Dr. Victoria Nalule, a Kampala-based natural resources consultant told The Independent recently that whereas it is urgent to tackle climate change, people should be aware of the energy access challenges in countries like Uganda.
“It would be advisable for the energy transition movement to first focus on tackling energy poverty and access challenges,” she told The Independent.
“Whereas there are various efforts to embrace renewable energy and energy efficiency technologies in African countries, one can’t help but ask if it would be practical to advocate more for clean technologies such as carbon capture?”
“This is precisely because most African developing countries are undergoing urbanisation and industrialisation, additionally, the population growth is expected to increase, as such these countries will require all the energy resources to not only tackle the existing energy access challenges, but also to cope with the anticipated boom in industrialisation, urbanisation and population growth.”
“If the world is to embrace the energy justice and just transition principles, then it becomes essential that poor countries are not made poorer because of the global move to transition to a low carbon economy.”
Even Muhindo of CSCO agrees. He told The Independent that countries in the “Global South” where Uganda belongs are still grappling with development challenges.
“People in countries like Uganda want their access to energy and all amenities that make life worth living guaranteed by their government,” he said, “They don’t expect their government to have excuses of achieving those aspirations.”
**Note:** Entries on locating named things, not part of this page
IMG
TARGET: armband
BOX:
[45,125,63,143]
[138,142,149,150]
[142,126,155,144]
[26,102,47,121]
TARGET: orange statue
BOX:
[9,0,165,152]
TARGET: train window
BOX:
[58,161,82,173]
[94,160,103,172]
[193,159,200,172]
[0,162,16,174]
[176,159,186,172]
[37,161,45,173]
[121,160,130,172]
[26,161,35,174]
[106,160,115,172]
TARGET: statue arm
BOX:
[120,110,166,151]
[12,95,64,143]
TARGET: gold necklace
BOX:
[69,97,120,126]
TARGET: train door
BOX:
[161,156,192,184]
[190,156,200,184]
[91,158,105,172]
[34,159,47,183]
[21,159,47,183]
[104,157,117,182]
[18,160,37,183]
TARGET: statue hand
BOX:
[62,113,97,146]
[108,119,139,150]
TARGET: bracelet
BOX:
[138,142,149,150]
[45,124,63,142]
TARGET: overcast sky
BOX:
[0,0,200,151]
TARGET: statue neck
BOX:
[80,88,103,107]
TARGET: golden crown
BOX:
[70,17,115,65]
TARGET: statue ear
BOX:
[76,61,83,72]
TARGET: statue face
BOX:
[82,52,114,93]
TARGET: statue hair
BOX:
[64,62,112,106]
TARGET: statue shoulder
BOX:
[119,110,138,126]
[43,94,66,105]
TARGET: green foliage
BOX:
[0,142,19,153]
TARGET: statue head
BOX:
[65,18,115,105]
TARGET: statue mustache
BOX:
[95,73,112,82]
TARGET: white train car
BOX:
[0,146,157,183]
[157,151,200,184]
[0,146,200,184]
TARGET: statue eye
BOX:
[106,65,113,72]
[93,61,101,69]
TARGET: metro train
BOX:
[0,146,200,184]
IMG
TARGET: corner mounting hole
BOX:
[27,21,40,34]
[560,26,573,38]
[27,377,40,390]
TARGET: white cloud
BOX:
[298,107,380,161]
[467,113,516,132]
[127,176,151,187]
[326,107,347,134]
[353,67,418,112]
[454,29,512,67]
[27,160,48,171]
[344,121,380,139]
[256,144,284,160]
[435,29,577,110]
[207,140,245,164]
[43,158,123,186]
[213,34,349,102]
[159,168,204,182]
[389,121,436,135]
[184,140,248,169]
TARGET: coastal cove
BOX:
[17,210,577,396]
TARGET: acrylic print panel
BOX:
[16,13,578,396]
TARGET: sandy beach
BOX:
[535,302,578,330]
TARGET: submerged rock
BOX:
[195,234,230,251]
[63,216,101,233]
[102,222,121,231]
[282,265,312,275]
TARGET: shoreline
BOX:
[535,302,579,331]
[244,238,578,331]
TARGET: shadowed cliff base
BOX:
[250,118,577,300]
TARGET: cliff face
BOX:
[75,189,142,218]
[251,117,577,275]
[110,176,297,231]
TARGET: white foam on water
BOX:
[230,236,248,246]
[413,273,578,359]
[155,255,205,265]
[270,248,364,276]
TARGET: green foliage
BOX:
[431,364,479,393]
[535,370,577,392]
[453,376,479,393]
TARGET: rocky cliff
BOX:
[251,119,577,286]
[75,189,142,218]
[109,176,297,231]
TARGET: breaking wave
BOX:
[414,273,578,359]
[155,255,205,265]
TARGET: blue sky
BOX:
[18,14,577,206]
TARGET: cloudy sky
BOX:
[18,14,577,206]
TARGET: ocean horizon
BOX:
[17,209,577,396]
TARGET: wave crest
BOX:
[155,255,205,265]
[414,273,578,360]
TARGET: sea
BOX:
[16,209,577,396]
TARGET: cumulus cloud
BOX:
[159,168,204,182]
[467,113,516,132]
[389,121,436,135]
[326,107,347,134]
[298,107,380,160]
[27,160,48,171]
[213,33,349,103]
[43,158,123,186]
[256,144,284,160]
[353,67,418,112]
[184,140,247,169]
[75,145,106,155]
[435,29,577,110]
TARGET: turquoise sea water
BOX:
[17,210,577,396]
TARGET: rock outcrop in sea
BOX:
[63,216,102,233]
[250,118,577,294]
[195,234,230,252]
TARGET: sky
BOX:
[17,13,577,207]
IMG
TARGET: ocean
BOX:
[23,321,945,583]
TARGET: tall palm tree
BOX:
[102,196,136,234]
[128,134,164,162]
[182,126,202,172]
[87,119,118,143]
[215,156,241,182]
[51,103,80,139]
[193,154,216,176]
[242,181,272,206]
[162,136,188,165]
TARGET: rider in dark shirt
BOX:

Muhindo said the reason oil is being exploited is to generate revenue, create jobs and, in the short term, to have life improve for Ugandans. It’s a Catch-22.
“It’s important for us to protect the environment, it’s important for us to think about future generations and the planet but in the immediate term it’s equally important for the government to meet its obligations to its citizens,” Muhindo says.
“If the rest of the world has met those obligations through fossil fuels, then the governments in the Global South have to do everything at its disposal to meet those obligations using fossil fuels.”
Muhindo told The Independent that government officials should quit politicking and start a candid and honest conversation. “Much as the water is cold, we are already naked and we have to bathe in it but that does not mean the water is any less cold,” he said.